Google Integrates Istio Service Mesh into Kubernetes Service

Istio, the open source service mesh that helps provide traffic management, observability, and security to microservices and distributed applications, is taking another step forward this week, as Google announces that it will be coming to Google Kubernetes Engine (GKE) next month in the form of a one-click integration.
Offered initially in beta, the integration will help GKE users by layering a service mesh onto existing GKE clusters and providing telemetry, logging, load balancing, routing and even security in the form of mTLS. All of this, the company notes, is turned on “by simply checking the ‘Enable Istio’ box in the GKE management console.”
Istio reached production ready status just earlier this year, but Google says in a blog post announcing the integration that the service mesh is in use by “dozens of early access customers already running it in production” and it expects that number to grow quickly, as more than 80 percent of its largest customers already use GKE to run their workloads in production.

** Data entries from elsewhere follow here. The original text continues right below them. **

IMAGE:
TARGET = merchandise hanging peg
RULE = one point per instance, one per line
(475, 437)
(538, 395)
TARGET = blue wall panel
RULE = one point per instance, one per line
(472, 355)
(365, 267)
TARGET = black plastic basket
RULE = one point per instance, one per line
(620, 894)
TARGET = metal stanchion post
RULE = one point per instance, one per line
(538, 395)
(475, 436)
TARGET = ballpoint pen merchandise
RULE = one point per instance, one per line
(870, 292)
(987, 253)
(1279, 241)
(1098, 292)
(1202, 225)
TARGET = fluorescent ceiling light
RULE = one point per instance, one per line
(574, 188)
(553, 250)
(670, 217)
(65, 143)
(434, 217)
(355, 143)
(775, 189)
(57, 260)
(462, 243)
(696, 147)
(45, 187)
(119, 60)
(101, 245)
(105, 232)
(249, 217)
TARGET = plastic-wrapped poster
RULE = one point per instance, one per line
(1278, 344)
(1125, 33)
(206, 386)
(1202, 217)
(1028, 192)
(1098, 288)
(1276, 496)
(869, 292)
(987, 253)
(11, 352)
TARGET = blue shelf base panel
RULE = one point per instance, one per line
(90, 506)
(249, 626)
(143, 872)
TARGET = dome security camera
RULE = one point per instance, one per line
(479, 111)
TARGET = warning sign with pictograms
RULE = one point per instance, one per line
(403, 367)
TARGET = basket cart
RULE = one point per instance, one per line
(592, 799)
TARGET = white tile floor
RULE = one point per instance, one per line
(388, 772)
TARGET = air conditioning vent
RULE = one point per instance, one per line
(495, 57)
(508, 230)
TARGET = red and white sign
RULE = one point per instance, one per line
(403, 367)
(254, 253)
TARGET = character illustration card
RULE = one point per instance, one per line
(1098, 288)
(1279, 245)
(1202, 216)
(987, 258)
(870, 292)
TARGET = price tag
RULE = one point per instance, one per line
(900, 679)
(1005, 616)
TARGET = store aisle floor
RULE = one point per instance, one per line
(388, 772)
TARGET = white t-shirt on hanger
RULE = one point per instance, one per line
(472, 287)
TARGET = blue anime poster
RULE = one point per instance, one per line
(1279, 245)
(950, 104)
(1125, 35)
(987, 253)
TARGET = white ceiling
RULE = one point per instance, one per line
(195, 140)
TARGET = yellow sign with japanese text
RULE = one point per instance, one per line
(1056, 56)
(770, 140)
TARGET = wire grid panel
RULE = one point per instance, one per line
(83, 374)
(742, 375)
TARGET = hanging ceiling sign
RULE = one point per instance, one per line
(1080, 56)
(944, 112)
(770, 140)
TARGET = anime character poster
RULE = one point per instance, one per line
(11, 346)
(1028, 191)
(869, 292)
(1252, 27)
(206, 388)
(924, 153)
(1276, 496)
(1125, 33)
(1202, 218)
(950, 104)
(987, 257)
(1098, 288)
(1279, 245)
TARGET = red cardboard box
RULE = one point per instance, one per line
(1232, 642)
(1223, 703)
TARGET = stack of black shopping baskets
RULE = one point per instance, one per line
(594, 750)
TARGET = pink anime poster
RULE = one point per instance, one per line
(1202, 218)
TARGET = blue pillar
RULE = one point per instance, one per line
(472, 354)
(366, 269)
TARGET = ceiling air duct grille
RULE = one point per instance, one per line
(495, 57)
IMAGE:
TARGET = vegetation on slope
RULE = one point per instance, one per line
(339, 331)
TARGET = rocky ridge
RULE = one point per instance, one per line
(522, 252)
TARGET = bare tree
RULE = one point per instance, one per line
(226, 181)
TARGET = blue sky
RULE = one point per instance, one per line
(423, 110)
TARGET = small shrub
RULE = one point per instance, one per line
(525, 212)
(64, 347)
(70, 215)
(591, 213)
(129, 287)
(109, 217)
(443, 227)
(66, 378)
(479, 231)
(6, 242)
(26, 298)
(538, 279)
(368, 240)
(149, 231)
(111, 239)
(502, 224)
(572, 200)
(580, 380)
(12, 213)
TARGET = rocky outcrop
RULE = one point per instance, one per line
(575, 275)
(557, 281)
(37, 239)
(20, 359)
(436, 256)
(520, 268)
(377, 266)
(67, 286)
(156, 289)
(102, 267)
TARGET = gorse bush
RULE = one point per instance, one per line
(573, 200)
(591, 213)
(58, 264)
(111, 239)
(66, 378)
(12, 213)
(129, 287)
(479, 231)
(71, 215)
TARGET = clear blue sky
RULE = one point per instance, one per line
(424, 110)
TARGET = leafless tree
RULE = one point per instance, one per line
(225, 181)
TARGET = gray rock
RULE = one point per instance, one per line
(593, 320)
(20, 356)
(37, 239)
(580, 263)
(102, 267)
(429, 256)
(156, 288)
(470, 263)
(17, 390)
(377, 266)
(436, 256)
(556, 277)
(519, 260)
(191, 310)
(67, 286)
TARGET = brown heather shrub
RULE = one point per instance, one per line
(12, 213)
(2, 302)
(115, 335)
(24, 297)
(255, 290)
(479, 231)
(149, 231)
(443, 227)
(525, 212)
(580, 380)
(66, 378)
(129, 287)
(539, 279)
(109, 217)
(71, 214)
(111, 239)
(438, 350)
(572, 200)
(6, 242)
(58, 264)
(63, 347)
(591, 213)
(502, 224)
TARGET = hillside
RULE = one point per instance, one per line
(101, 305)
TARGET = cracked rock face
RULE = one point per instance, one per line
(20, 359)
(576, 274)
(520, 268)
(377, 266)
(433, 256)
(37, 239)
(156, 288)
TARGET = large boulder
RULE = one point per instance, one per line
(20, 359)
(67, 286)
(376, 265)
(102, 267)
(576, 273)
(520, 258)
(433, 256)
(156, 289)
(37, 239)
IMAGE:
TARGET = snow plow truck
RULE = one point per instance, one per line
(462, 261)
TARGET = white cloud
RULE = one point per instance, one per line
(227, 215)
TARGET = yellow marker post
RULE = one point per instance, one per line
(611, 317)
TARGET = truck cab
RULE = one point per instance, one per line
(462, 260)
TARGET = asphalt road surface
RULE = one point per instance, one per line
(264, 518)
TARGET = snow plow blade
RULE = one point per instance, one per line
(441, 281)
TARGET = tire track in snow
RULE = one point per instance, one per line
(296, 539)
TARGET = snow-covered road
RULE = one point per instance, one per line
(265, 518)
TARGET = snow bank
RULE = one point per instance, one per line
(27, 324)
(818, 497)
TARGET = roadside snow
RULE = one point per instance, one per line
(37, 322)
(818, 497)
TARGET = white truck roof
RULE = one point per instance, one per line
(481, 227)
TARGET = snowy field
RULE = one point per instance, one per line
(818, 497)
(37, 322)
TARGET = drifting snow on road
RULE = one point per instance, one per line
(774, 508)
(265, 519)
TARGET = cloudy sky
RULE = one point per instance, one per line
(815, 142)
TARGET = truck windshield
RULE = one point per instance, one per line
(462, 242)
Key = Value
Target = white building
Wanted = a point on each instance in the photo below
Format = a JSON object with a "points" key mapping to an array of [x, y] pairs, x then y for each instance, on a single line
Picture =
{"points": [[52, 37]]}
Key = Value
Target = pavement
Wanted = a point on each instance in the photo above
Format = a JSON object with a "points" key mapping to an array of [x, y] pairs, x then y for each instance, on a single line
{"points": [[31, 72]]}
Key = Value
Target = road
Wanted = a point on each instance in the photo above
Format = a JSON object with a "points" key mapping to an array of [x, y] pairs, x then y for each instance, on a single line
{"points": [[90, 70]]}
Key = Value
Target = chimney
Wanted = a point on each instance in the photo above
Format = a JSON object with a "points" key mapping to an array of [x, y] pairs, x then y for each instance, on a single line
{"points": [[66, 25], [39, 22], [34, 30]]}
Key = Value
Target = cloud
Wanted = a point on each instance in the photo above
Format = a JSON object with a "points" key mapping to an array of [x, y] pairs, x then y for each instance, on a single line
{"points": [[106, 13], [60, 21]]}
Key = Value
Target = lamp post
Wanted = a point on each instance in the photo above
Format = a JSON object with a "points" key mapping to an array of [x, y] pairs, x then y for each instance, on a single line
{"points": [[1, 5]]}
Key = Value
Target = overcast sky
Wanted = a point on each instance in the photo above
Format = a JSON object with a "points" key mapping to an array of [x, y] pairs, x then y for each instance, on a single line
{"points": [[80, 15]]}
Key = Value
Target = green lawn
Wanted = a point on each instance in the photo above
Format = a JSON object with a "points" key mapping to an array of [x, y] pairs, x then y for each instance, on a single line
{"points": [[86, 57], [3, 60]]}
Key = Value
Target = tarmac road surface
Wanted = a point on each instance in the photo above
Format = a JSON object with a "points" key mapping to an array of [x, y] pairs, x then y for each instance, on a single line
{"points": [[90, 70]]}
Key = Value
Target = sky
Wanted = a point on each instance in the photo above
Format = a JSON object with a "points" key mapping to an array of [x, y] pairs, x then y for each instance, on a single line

Indeed, Urs Hölzle, Senior Vice President for Technical Infrastructure at Google, predicted in his talk at Cloud Next last August when Istio 1.0 was announced, that upwards of 90 percent of Kubernetes users will be running Istio within the next two years.
According to Google Cloud VP of Engineering Eyal Manor, Istio is the natural next step in the evolution of enterprises adopting containers and microservices.
“Kubernetes has taken the world by storm. Istio is the second phase, built on top of it. Once you’re in production, Istio helps you automate it in a secure and visible way,” said Manor. “Istio is that bridge between the current state of the enterprise and the future state of the enterprise, which is cloud native.”
According to Manor, a key feature of Istio is that it separates the handling of business logic from operations logic.
“Today when you want to apply in production security and communications, or logging and traceability, you usually need a developer to do some work. The more services you have, the more work you need,” said Manor. “With Istio, there’s one location where you can change the security, apply quotas, manage identity, and so on, without the developer having to do anything.”
In the announcement, Manor cites Descartes Labs, eBay, and AutoTrader UK among early users, offering an anecdote from Descartes Labs as to how Istio help to manage the increased complexity that can arise from building distributed applications on Kubernetes.
“Kubernetes gave them the ability to scale up and down with demand, but because their application has so many microservices and dependencies, finding performance problems was difficult. When one service was overloaded, it could take hours of work combing through logs to find the problem,” Manor writes. “Deploying Istio gave them clarity. For over a year now, Istio has let them see where the traffic to any given service is coming from, so they can resolve problems much more quickly.”
Beyond the GKE integration, Manor says that this integration is only the first step and that users can expect Istio to be integrated into “broad swaths” of its offerings, including GKE On-Prem, a binary-compatible version of GKE that you can run in your own private data center. And as for the growth of the project itself, Manor explains that project governance remains simple.
“Since the outset, we’ve reached out to multiple partners. It’s only been a year. IBM is a great partner and we have a governance model with them. VMware is contributing and growing along with multiple other companies,” said Manor. “It’s very early, but we’re hoping to work with everyone. The governance is very simple at this point. It’s Google and IBM working together and evolving as it matures. In the future, it will be a foundation. Right now, it’s an open source license. As adoption grows, we can see if we donate it or not, but right now it’s only semantics.”